Deformation control method of composite structural elements by fiber-optic acoustic emission sensor

Abstract

Subject of Research.The paper presents the study of a graphite-epoxy composite plate strain detection possibility by the fiber-optic acoustic emission sensor mounted on its surface. Method. The proposed method consisted in additional low-frequency phase-generated carrier implementation in the impulse Fabry-Perot interferometer and its amplitude evaluation. The phase-generated carrier amplitude depends on the interferometer optical path difference, therefore, its value change can be used for the studied composite strain estimation. VCSEL with a wavelength of 1550 nm was used as a light source. The phase carrier was generated by current modulation of the light source that caused center wavelength shift of the VCSEL. Main Results. The low-frequency phase-generated carrier signal amplitude dependence on the interferometer optical path difference and wavelength shift of the light source were obtained.
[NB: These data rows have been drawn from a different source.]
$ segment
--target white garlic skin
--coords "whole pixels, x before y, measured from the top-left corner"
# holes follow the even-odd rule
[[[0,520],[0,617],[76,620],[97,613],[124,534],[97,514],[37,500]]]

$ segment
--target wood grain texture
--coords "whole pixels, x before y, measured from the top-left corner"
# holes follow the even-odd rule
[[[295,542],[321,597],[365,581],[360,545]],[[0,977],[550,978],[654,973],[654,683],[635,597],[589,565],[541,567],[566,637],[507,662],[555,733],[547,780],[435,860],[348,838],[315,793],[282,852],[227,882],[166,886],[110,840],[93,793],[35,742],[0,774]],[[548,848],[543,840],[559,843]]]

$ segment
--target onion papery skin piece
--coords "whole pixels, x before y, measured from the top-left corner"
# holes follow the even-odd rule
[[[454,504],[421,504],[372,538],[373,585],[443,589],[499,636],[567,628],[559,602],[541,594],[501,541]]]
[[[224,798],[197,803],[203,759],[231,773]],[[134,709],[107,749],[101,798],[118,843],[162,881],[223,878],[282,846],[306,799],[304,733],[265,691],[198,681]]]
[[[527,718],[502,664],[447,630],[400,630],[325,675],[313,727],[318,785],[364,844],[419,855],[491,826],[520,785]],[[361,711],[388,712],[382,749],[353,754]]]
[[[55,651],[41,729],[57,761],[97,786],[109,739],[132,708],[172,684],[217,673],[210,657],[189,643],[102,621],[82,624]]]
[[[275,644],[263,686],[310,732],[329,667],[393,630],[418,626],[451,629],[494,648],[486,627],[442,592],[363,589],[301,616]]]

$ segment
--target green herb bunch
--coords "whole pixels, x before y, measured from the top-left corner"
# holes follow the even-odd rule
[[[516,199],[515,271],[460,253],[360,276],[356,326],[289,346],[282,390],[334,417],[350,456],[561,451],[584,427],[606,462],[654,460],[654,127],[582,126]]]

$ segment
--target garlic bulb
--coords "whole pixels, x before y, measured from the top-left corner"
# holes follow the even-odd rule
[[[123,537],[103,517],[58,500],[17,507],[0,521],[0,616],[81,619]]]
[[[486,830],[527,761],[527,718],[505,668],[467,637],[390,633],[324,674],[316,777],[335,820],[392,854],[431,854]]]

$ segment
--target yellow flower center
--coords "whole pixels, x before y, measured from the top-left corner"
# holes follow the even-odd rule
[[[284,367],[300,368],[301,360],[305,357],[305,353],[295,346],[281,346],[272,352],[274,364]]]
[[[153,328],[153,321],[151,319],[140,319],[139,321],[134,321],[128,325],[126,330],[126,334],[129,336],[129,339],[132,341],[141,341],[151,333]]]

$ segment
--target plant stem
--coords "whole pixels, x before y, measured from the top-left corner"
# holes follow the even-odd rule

According to simulation results the sensitivity of the proposed method is 1.6 urad×ppm, 5.3 urad×ppm and 13.3 urad×ppm at different values of the coefficient Kd 30, 100 and 250 pm, respectively. Experimental study of the proposed method and results analysis were performed. According to experimental results, the accuracy of the proposed method was about 1´10–3% that corresponds to the sensor relative stretch of 10 me, while the accuracy of the market available fiber optic systems based on fiber Bragg grating sensors equals to 4 ppm. Practical Relevance.The proposed method can be used for strain detection of the graphite-epoxy composite constructions along with its acoustic emission control by one fiber-optic sensor.